The Church is a vision of values and actions
For Spirituality and Health's last issue of 2008, Thomas Moore writes about his decision to leave the monastic Servite order when he was twenty-five years old, in "Leaving the Church?".
"Forty years have passed since that morning of decision, and I have tried to follow the monastic ideals in my own way. I continue to enrich my layperson married writer’s life with the Servite spirit. But little by little, all that religion has become invisible in my life and personality. If you looked closely at me and my life, you wouldn’t see the things that typically identify a religious person, but in my own view I am more Catholic, more religious, and more spiritual than ever.Moore concludes, "I thank God for the gift of being invited one fateful autumn day into a bigger world and a larger sense of religion."
So, it seems that I didn’t leave the order that morning, nor did I leave the Church. On the contrary, I have been moving farther into it. Today, I lecture and give sermons in churches of every denomination. The Church is not a building, not a creed, not a membership, not an authority, not even a community, unless it is the community of all beings. It’s a vision, expressed in values and action, shared with the entire world.

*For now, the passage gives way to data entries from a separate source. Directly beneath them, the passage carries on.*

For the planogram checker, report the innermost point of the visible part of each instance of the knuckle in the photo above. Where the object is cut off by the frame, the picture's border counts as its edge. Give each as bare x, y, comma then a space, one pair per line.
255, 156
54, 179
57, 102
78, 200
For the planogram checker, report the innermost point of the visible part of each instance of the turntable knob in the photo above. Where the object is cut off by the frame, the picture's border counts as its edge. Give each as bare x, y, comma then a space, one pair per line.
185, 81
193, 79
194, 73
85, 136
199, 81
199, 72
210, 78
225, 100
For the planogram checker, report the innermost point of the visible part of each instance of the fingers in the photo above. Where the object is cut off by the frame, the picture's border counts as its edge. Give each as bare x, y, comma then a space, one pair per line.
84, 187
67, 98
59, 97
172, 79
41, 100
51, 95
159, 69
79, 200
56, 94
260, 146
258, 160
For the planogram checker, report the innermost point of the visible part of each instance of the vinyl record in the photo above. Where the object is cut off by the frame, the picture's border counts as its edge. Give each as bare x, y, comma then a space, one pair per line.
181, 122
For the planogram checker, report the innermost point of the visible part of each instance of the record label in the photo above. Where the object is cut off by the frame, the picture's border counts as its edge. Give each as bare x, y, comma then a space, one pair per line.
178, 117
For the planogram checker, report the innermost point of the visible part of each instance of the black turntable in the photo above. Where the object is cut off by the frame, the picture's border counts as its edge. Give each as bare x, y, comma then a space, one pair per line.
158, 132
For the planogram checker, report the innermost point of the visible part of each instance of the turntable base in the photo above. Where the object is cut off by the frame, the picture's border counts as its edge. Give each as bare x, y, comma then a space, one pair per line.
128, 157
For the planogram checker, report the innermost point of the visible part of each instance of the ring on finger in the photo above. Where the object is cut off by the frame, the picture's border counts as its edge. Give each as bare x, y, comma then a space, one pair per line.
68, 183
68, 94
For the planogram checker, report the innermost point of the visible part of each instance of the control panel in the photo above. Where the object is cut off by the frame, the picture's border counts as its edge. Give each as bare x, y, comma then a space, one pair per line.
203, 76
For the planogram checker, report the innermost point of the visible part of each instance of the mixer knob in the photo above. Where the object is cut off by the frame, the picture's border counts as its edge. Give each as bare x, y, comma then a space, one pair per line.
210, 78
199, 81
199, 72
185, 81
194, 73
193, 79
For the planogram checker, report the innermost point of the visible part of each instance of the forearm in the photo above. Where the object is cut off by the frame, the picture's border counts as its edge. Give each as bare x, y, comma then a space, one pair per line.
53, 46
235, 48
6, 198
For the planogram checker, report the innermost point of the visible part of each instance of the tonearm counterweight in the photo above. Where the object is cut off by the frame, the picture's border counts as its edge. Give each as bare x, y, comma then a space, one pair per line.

Being in the Church and maintaining the monastic spirit in my life means being more engaged with life itself, more connected to the community of the world, and catholic — meaning universal, openly engaged in every moment, in every place, with every thing. I know that I have not created this path. It was laid out there for me from the beginning. I had only to accept the invitation to follow it. I know it isn’t for everyone, probably for very few. I haven’t the slightest need to convert anyone to it. I don’t even understand it."